It’s time to gear up with a nourishing diet that packs a fighting punch!
Each day, your immune defenses go into battle against bacteria, viruses and environmental pollutants. While it’s impossible to escape all health nasties, there is much you can do to boost your immune system – and without question, nutrition plays a huge role.
Whole Foods: Your Best Immune Defense
Forget mega doses of supplements and instead bring your focus back to nutrient dense whole foods, those closest to their original state. Mother Nature always gets it right by providing us with powerful nutrients to fend off disease, so choose to nourish your body with minimally processed, real foods.
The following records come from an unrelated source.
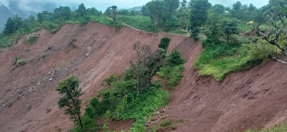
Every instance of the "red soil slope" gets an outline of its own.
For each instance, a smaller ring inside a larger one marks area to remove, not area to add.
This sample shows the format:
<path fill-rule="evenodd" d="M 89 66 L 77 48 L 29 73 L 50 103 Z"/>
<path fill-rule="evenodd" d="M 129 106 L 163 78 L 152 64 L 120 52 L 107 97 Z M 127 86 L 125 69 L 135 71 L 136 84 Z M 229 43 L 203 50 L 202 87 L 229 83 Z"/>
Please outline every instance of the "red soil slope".
<path fill-rule="evenodd" d="M 88 98 L 103 88 L 103 79 L 112 74 L 122 74 L 129 66 L 133 55 L 132 50 L 129 51 L 134 43 L 139 41 L 155 49 L 165 36 L 172 39 L 168 52 L 177 48 L 188 60 L 182 81 L 172 93 L 164 113 L 170 119 L 187 120 L 175 131 L 240 131 L 272 125 L 286 118 L 286 80 L 282 72 L 286 65 L 273 61 L 261 65 L 244 86 L 234 92 L 257 67 L 232 73 L 230 77 L 230 74 L 222 82 L 199 77 L 192 64 L 202 47 L 188 37 L 128 27 L 116 29 L 92 22 L 82 26 L 65 24 L 55 34 L 44 29 L 37 33 L 39 38 L 34 44 L 25 44 L 24 35 L 14 42 L 14 49 L 0 52 L 1 131 L 56 131 L 55 127 L 68 131 L 73 123 L 57 105 L 60 96 L 54 89 L 59 81 L 72 74 L 78 75 L 85 92 L 81 98 L 84 101 L 83 109 Z M 73 39 L 77 47 L 69 49 L 68 43 Z M 30 51 L 25 53 L 25 48 Z M 28 63 L 13 65 L 15 57 L 21 54 Z M 44 58 L 36 61 L 43 55 Z M 125 129 L 131 123 L 124 125 Z"/>

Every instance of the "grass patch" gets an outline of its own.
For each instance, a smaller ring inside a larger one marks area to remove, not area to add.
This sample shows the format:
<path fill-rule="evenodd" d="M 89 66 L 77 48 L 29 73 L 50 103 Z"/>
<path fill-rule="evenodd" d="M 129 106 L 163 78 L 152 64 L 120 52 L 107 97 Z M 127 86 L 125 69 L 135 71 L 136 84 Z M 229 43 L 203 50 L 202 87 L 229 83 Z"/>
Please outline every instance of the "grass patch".
<path fill-rule="evenodd" d="M 247 49 L 244 45 L 227 43 L 206 46 L 193 63 L 193 68 L 199 70 L 200 75 L 212 75 L 222 81 L 230 72 L 249 69 L 261 62 L 251 59 Z"/>
<path fill-rule="evenodd" d="M 162 120 L 156 126 L 152 126 L 150 131 L 155 132 L 160 130 L 164 131 L 168 128 L 171 128 L 173 130 L 175 130 L 176 127 L 179 123 L 183 123 L 185 121 L 182 119 L 179 119 L 170 121 L 168 119 Z"/>
<path fill-rule="evenodd" d="M 249 129 L 244 132 L 287 132 L 287 123 L 284 123 L 280 126 L 275 125 L 274 127 L 270 128 L 259 129 L 256 128 Z"/>
<path fill-rule="evenodd" d="M 139 30 L 152 33 L 159 31 L 154 27 L 154 21 L 149 17 L 120 16 L 119 18 L 121 22 Z"/>
<path fill-rule="evenodd" d="M 163 66 L 157 72 L 160 77 L 164 78 L 170 90 L 174 89 L 181 80 L 184 69 L 183 64 L 186 62 L 181 53 L 176 49 L 166 56 Z"/>
<path fill-rule="evenodd" d="M 27 63 L 27 61 L 24 59 L 20 59 L 17 60 L 17 64 L 20 65 L 25 65 Z"/>
<path fill-rule="evenodd" d="M 36 39 L 38 38 L 39 35 L 36 33 L 32 33 L 28 35 L 27 39 L 25 41 L 26 43 L 29 44 L 33 43 L 36 41 Z"/>

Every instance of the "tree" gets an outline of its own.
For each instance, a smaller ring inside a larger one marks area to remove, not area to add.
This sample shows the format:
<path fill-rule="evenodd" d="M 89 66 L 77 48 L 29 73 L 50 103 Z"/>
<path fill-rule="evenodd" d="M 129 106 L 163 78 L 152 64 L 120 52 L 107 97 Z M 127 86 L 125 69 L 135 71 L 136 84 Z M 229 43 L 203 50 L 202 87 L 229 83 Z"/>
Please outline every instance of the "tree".
<path fill-rule="evenodd" d="M 222 21 L 221 26 L 223 33 L 227 36 L 228 41 L 229 40 L 230 35 L 239 33 L 240 29 L 239 27 L 239 21 L 235 18 L 226 18 Z"/>
<path fill-rule="evenodd" d="M 165 37 L 162 38 L 160 39 L 160 43 L 158 45 L 158 47 L 164 49 L 166 51 L 169 45 L 169 42 L 171 40 L 171 39 L 168 37 Z"/>
<path fill-rule="evenodd" d="M 120 11 L 121 15 L 123 16 L 127 16 L 128 13 L 129 13 L 129 10 L 127 9 L 125 9 Z"/>
<path fill-rule="evenodd" d="M 79 87 L 79 79 L 76 75 L 71 75 L 66 80 L 60 82 L 55 91 L 59 91 L 61 95 L 65 94 L 58 101 L 57 104 L 60 109 L 67 107 L 65 110 L 64 114 L 69 115 L 70 119 L 74 122 L 77 122 L 83 129 L 80 118 L 82 101 L 79 98 L 84 93 L 82 92 L 82 88 Z"/>
<path fill-rule="evenodd" d="M 163 13 L 165 5 L 164 1 L 160 0 L 151 1 L 146 4 L 147 9 L 150 13 L 151 18 L 154 22 L 155 27 L 158 24 L 159 17 Z"/>
<path fill-rule="evenodd" d="M 197 0 L 193 3 L 190 11 L 190 22 L 191 29 L 205 23 L 208 19 L 208 11 L 211 4 L 208 0 Z"/>
<path fill-rule="evenodd" d="M 84 16 L 86 13 L 86 7 L 84 5 L 84 4 L 83 3 L 81 4 L 81 5 L 78 5 L 79 7 L 78 9 L 75 11 L 75 12 L 77 14 L 78 16 L 82 17 Z"/>
<path fill-rule="evenodd" d="M 241 3 L 241 2 L 240 2 L 240 1 L 236 1 L 236 3 L 233 4 L 232 7 L 233 7 L 233 10 L 238 11 L 240 9 L 240 8 L 242 6 L 242 4 Z"/>
<path fill-rule="evenodd" d="M 164 22 L 170 19 L 179 6 L 179 0 L 164 0 L 165 6 L 162 19 Z"/>
<path fill-rule="evenodd" d="M 54 9 L 54 13 L 56 15 L 56 17 L 62 17 L 65 20 L 69 19 L 72 16 L 72 11 L 70 7 L 61 6 L 59 7 Z"/>
<path fill-rule="evenodd" d="M 150 87 L 152 78 L 162 65 L 163 60 L 162 54 L 152 53 L 150 46 L 141 45 L 139 42 L 134 44 L 133 49 L 136 55 L 130 61 L 130 72 L 135 77 L 135 90 L 138 96 L 143 90 Z"/>
<path fill-rule="evenodd" d="M 249 5 L 249 7 L 248 7 L 248 11 L 249 12 L 252 12 L 254 11 L 254 10 L 256 9 L 256 7 L 254 5 L 253 5 L 253 4 L 251 3 L 250 5 Z"/>
<path fill-rule="evenodd" d="M 37 20 L 38 21 L 41 23 L 45 20 L 45 17 L 44 16 L 44 14 L 43 13 L 38 12 L 37 15 Z"/>
<path fill-rule="evenodd" d="M 182 28 L 185 28 L 188 26 L 189 21 L 186 18 L 188 16 L 188 11 L 187 8 L 186 7 L 186 4 L 187 1 L 183 0 L 183 2 L 181 3 L 181 7 L 180 7 L 178 12 L 178 17 L 180 18 L 181 26 Z"/>
<path fill-rule="evenodd" d="M 216 4 L 212 6 L 212 11 L 218 15 L 221 15 L 224 13 L 226 8 L 222 5 Z"/>
<path fill-rule="evenodd" d="M 287 56 L 287 30 L 285 28 L 285 19 L 282 16 L 287 11 L 287 1 L 280 0 L 270 0 L 267 5 L 268 9 L 266 13 L 269 14 L 265 15 L 265 17 L 267 20 L 267 24 L 269 27 L 267 33 L 262 33 L 259 28 L 261 24 L 261 21 L 253 23 L 251 21 L 248 23 L 251 23 L 256 31 L 256 33 L 263 37 L 264 41 L 257 42 L 261 45 L 261 50 L 259 50 L 257 51 L 260 53 L 257 55 L 265 54 L 268 59 L 279 61 L 283 63 L 287 64 L 285 62 L 277 59 L 277 49 L 270 48 L 270 46 L 264 45 L 266 44 L 275 45 L 278 48 L 278 50 L 281 50 L 281 52 L 286 56 Z M 279 19 L 279 20 L 278 20 Z M 279 20 L 280 22 L 278 22 Z M 264 48 L 269 47 L 269 48 Z M 269 49 L 269 50 L 268 50 Z M 276 52 L 274 52 L 274 51 Z M 266 54 L 266 53 L 269 53 Z"/>
<path fill-rule="evenodd" d="M 192 31 L 191 31 L 191 34 L 190 35 L 190 37 L 193 37 L 193 42 L 194 42 L 195 40 L 197 40 L 198 39 L 197 36 L 198 35 L 198 34 L 199 34 L 199 32 L 200 31 L 200 28 L 198 27 L 196 27 L 194 28 L 192 30 Z"/>
<path fill-rule="evenodd" d="M 4 26 L 3 33 L 6 35 L 9 35 L 20 28 L 23 22 L 22 19 L 21 17 L 18 17 L 17 14 L 13 18 L 8 18 Z"/>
Top 10 Immune Boosting Foods
To get you started, here are our top 10 foods to help elevate your immunity to superhero status!
1. Green Tea
Warm up with a cup of antioxidant rich green tea to boost your number of disease fighting T cells. Sipping on tea is also an excellent way to stay hydrated, which enhances digestive function and helps flush toxins from your digestive system.
2. Avocado, Nuts & Seeds
Not only are these foods a terrific source of healthy fats that contain natural anti-inflammatory properties, they also provide a superior source of vitamin E which is essential for anti-viral defense mechanisms.
3. Prebiotic Rich Foods
70% of the immune system can be found within the gut, so it certainly pays to support good gut health. Prebiotics such as resistant starch act as fuel for healthy gut bacteria and in turn help support immune function. Foods to eat – chickpeas, bananas, barley and cooked, then cooled boiled potatoes.
4. Kiwi Fruit
Second only to guava in vitamin C content, one single kiwi provides 100% of your vitamin C needs – a powerful vitamin that can reduce the length of the common cold. Delicious on their own or used as muesli or yoghurt topper, kiwi fruit will help your immune defenses become a mighty force to be reckoned with.
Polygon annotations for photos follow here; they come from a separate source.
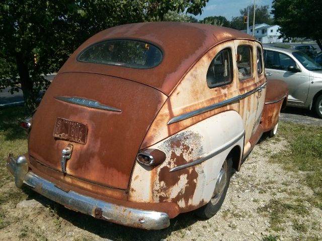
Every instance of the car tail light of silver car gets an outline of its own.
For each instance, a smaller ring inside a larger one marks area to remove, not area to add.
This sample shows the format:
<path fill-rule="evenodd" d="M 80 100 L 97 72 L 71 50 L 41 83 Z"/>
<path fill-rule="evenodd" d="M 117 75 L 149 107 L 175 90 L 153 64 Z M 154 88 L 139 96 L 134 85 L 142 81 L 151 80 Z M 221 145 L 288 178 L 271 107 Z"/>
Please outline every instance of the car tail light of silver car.
<path fill-rule="evenodd" d="M 29 117 L 23 120 L 22 120 L 19 124 L 20 127 L 23 128 L 24 129 L 30 130 L 31 129 L 32 126 L 32 117 Z"/>
<path fill-rule="evenodd" d="M 156 166 L 166 160 L 164 152 L 157 149 L 145 149 L 139 153 L 136 160 L 140 163 L 147 166 Z"/>

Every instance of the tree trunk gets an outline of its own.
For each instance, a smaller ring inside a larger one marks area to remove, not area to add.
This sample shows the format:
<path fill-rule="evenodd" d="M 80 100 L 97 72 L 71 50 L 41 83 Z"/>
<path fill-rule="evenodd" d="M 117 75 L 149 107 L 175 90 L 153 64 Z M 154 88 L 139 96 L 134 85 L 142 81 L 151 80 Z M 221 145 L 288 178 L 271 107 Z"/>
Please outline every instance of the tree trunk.
<path fill-rule="evenodd" d="M 26 111 L 31 113 L 36 108 L 36 94 L 33 91 L 33 81 L 29 76 L 27 58 L 20 53 L 17 53 L 16 61 L 24 95 Z"/>

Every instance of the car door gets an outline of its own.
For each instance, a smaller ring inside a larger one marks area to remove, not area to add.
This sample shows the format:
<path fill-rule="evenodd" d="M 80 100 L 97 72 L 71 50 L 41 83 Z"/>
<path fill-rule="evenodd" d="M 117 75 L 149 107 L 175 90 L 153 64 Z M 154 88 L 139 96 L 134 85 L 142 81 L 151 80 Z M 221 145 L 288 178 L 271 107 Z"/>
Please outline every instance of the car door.
<path fill-rule="evenodd" d="M 237 53 L 237 88 L 240 96 L 239 114 L 245 128 L 245 145 L 254 132 L 258 104 L 258 85 L 255 75 L 254 42 L 234 40 Z"/>
<path fill-rule="evenodd" d="M 280 79 L 288 85 L 289 104 L 303 105 L 306 101 L 309 86 L 309 73 L 290 55 L 275 50 L 264 50 L 266 74 L 269 79 Z M 289 66 L 299 68 L 300 72 L 288 70 Z"/>
<path fill-rule="evenodd" d="M 265 102 L 265 95 L 266 93 L 266 78 L 264 74 L 264 59 L 263 57 L 263 49 L 259 43 L 255 42 L 255 51 L 256 58 L 256 71 L 255 78 L 257 85 L 259 87 L 258 101 L 257 105 L 257 110 L 256 111 L 256 116 L 255 122 L 253 130 L 252 136 L 255 135 L 255 132 L 257 130 L 261 120 L 262 113 L 264 109 Z M 257 140 L 256 140 L 257 141 Z"/>

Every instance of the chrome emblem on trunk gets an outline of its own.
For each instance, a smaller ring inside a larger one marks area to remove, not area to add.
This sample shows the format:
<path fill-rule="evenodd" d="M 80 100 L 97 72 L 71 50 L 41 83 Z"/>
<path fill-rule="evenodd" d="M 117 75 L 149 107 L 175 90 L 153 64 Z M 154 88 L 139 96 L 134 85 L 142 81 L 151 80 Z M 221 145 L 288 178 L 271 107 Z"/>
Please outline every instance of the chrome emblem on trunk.
<path fill-rule="evenodd" d="M 61 159 L 60 159 L 61 162 L 61 171 L 64 174 L 67 173 L 67 172 L 66 172 L 66 162 L 70 159 L 71 154 L 72 153 L 72 145 L 68 144 L 67 147 L 61 151 Z"/>

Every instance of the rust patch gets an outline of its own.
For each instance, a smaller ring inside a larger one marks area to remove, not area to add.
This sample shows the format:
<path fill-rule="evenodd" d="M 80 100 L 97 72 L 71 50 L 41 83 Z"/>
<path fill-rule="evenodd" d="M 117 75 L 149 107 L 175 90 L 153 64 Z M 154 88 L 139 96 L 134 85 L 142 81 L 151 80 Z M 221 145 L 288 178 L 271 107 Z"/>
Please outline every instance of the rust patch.
<path fill-rule="evenodd" d="M 100 207 L 95 208 L 94 210 L 94 217 L 98 218 L 99 219 L 105 220 L 105 221 L 110 221 L 103 216 L 103 211 L 102 210 L 102 208 Z"/>

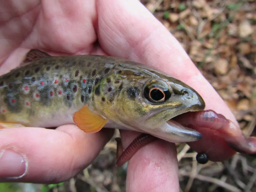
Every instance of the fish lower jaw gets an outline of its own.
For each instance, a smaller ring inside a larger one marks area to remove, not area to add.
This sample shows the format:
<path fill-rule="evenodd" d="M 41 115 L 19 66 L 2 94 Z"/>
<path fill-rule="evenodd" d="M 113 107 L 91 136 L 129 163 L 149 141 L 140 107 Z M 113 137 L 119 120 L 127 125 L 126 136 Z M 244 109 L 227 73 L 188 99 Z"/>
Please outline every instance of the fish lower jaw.
<path fill-rule="evenodd" d="M 191 142 L 199 140 L 202 134 L 198 132 L 182 125 L 172 120 L 162 124 L 152 130 L 150 134 L 155 137 L 172 143 Z"/>

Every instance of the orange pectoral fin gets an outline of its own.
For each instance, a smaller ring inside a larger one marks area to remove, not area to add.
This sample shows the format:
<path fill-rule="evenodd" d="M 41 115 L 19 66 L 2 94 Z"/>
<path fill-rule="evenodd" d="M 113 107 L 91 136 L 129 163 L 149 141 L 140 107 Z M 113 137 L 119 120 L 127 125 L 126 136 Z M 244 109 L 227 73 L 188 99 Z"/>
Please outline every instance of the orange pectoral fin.
<path fill-rule="evenodd" d="M 7 122 L 4 121 L 0 121 L 0 129 L 5 128 L 20 127 L 26 127 L 22 124 L 17 123 L 12 123 Z"/>
<path fill-rule="evenodd" d="M 99 131 L 108 121 L 105 118 L 90 110 L 88 104 L 74 114 L 73 120 L 80 129 L 89 133 Z"/>

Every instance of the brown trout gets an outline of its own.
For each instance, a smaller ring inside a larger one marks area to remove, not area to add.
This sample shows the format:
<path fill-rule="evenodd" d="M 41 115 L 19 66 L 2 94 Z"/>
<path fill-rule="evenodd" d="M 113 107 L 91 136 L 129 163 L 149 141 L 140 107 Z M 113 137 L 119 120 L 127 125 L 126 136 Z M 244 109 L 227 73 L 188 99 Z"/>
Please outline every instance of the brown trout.
<path fill-rule="evenodd" d="M 141 64 L 99 55 L 51 56 L 37 50 L 0 77 L 3 127 L 75 123 L 85 132 L 133 130 L 171 142 L 200 139 L 168 121 L 205 104 L 192 88 Z"/>

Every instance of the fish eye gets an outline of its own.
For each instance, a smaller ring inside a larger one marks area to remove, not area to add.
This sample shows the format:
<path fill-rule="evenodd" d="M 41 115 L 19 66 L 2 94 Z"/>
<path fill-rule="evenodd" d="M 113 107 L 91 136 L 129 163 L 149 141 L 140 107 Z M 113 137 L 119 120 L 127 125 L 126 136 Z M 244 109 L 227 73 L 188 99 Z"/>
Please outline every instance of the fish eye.
<path fill-rule="evenodd" d="M 182 90 L 182 94 L 183 95 L 188 95 L 189 93 L 188 91 L 183 89 Z"/>
<path fill-rule="evenodd" d="M 149 91 L 149 98 L 155 101 L 160 102 L 164 100 L 165 94 L 159 88 L 152 88 Z"/>
<path fill-rule="evenodd" d="M 149 101 L 154 103 L 164 102 L 170 98 L 171 88 L 168 83 L 161 79 L 147 82 L 144 88 L 144 95 Z"/>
The anti-bacterial properties of allicin have earned garlic the nickname of ‘nature’s penicillin’. While garlic certainly puts up a good fight against the common cold, science is yet to prove its affect on vampires – best to hold onto your silver bullets!
6. Natural Yoghurt
Rally the germ fighting troops with natural yoghurt. Teaming with probiotics (healthy bacteria), natural yoghurt will help you kick the dreaded lurgy, so you don’t become another cold and flu statistic!
7. Lean Red Meat
Protein rich foods, such as lean red meat contain impressive amounts of iron and zinc – two powerful infection-fighting minerals. If you’re inclined, enjoy a couple of palm-sized amounts of red meat each week to strengthen immune function. Tip: eat your meat alongside vitamin C rich foods such as capsicum, tomato and citrus to enhance iron absorption.
8. Chicken Soup
Grandma was right! Research has found that carnosine, a compound found in chicken soup can help during the early stages of a cold or flu by having an anti-inflammatory effect. Soup is also great for rehydration and can even help clear a blocked nose!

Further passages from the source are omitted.